Das Einlenken der Kommission muss für diese bitter sein. Immerhin verfügt sie laut EU-Recht über die Kompetenz, Gespräche über Handelsabkommen zu führen und zu Ende zu bringen. Und diesem Mandat hätten die Mitgliedstaaten ja zugestimmt, erklärte denn auch Malmström. Sie lobte das Ergebnis dieser Verhandlungen: Ceta bedeute mehr Handel und damit mehr Wirtschaftswachstum. Und damit mehr Jobs. Es werden Zölle abgebaut, und für Unternehmen ergebe sich im Waren- und Dienstleistungsaustausch leichterer Marktzugang, zählte die Kommissarin auf. Die Herkunftsbezeichnung einer Reihe europäischer Produkte werde künftig auch in Kanada geschützt sein, was bisher nicht der Fall war.

Gespräche seit 2009

Die Skeptiker aber überzeugt das kaum. Sie befürchten Zugeständnisse, die sich auf das transnationale Handelsabkommen zwischen der EU und den USA auswirken könnten. Der TTIP genannte Vertrag ist seit längerem bereits im Kreuzfeuer ihrer Kritik, während Ceta über Jahre in der öffentlichen Debatte kaum beachtet wurde. Die Gespräche darüber begannen schon 2009; das Verhandlungsergebnis liegt seit eineinhalb Jahren vor. Im Laufe der Proteste gegen TTIP und - nicht zuletzt - die Idee der Etablierung privater Schiedsgerichte für Konzerne rückte auch Ceta in den Fokus der Aufmerksamkeit. "TTIP hat es Kanada schwer gemacht", sagte der kanadische Ceta-Chefverhandler Steve Verheul bereits 2014 zur "Wiener Zeitung".

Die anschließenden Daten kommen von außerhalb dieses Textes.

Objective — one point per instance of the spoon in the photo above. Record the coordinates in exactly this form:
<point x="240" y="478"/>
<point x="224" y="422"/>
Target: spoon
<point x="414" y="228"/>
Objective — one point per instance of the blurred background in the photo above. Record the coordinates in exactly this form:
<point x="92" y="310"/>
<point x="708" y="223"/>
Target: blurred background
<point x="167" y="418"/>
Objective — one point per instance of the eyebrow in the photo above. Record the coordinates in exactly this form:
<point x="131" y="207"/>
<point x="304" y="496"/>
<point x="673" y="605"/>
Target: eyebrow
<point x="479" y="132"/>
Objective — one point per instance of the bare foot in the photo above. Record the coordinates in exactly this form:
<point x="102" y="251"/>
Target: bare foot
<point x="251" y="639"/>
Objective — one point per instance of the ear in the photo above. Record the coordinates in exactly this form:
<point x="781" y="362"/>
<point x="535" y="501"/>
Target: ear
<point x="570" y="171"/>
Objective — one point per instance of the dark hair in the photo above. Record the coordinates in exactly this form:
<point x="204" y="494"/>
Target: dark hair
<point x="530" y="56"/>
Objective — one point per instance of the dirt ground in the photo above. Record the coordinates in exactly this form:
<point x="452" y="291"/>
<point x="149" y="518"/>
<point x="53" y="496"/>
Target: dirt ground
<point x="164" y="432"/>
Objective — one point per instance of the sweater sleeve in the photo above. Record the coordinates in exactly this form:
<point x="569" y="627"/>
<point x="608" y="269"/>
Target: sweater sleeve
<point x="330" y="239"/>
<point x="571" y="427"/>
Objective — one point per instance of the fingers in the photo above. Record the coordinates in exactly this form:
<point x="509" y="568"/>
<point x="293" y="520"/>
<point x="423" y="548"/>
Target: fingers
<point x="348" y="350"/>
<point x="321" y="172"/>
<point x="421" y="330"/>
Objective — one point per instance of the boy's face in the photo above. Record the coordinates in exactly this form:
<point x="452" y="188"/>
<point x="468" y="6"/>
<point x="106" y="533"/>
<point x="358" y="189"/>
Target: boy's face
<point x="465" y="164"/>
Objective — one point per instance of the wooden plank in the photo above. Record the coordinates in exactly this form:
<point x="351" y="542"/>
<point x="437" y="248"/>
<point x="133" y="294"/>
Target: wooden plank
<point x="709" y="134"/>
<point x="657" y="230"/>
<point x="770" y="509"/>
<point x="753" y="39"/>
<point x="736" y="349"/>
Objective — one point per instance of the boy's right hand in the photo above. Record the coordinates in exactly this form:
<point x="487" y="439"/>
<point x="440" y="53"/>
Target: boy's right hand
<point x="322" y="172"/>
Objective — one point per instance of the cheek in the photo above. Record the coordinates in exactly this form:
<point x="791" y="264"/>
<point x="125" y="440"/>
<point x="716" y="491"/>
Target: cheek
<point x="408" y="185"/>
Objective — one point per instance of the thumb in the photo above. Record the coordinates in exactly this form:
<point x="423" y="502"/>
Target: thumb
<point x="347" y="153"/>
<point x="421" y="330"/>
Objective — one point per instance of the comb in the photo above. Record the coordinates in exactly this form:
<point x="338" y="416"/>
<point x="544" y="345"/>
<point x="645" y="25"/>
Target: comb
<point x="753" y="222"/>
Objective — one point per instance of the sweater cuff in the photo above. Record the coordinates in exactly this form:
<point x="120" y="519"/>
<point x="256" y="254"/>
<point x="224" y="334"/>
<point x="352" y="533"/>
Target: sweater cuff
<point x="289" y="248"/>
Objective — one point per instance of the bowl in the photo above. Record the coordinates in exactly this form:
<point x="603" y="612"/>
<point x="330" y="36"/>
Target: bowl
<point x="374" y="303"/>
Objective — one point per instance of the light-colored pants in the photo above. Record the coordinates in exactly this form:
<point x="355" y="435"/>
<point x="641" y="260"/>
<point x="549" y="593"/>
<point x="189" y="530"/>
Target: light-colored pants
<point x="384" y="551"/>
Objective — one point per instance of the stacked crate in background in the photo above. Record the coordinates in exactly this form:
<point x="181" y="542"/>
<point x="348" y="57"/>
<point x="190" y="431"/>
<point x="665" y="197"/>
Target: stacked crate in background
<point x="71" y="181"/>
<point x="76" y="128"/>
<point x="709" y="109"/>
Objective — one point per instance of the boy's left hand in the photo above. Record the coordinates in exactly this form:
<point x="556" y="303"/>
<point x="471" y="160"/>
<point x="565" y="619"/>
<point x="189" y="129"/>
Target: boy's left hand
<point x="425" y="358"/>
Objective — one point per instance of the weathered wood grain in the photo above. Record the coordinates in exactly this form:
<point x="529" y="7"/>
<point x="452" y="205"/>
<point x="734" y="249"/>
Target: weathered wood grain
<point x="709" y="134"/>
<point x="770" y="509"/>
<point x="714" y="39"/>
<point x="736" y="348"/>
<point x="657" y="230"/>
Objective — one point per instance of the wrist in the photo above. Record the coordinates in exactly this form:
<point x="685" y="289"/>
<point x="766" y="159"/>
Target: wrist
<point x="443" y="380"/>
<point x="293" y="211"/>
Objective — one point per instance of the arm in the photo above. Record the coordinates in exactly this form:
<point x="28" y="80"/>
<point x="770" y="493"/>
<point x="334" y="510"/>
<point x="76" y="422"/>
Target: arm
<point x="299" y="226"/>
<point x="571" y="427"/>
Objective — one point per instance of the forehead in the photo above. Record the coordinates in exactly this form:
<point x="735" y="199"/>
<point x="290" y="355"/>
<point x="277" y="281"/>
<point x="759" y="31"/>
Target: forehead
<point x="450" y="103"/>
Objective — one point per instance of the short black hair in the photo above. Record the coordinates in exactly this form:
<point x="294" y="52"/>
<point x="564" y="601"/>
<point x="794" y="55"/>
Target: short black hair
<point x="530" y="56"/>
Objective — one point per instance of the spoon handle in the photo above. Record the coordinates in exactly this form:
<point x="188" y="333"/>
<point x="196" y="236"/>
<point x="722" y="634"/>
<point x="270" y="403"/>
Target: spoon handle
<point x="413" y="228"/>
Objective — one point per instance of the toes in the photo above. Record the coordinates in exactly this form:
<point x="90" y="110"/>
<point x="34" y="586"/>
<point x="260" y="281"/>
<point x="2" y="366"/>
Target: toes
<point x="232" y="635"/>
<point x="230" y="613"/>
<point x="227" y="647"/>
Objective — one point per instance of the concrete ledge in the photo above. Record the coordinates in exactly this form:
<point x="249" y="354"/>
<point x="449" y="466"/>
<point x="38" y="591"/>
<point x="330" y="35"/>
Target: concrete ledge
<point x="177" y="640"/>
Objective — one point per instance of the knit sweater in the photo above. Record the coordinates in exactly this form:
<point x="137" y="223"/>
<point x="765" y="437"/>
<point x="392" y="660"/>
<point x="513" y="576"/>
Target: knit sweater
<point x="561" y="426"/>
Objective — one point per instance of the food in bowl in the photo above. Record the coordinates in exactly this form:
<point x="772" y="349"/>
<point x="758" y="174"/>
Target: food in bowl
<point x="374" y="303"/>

Gerade in Österreich und Deutschland haben die geplanten Freihandelsabkommen einen besonders schweren Stand. 59 Prozent der Deutschen lehnen TTIP ab, ergab eine Erhebung der EU-Statistikbehörde Eurostat. Die Österreicher sind mit 70 Prozent gar einsame Spitzenreiter in dem Negativ-Ranking, während in Lettland und in den Niederlanden rund drei Viertel der Bevölkerung die transatlantische Vereinbarung begrüßen.

Wie kontrovers die Debatte auch unter den Parlamentsparteien verläuft, war zuletzt Mitte Mai im Nationalrat zu erleben. In der "Aktuellen Europastunde" forderten die Grünen den Ausstieg aus den TTIP-Verhandlungen. Sie lehnen auch eine vorläufige Anwendung von Ceta ab. Laut der Parteivorsitzenden Eva Glawischnig müsse verhindert werden, dass die auf Nachhaltigkeit setzende österreichische Landwirtschaft nicht mehr konkurrenzfähig sei. Sonst meist Gegenpole im Nationalrat, versuchen sich Grüne und FPÖ gegenseitig zu übertrumpfen, wer der größere Gegner der Handelsabkommen ist. Im Fahrwasser der beiden Parteien möchte auch das Team Stronach punkten.

Vizekanzler Reinhold Mitterlehner hingegen beruhigt: Die Mahner sollen nicht so tun, als wäre TTIP wie eine Invasion vom Mars. Die Volkspartei sieht weniger Großkonzerne als Profiteure sondern kleine Zulieferer. Auch die Neos befürworten die Vereinbarungen.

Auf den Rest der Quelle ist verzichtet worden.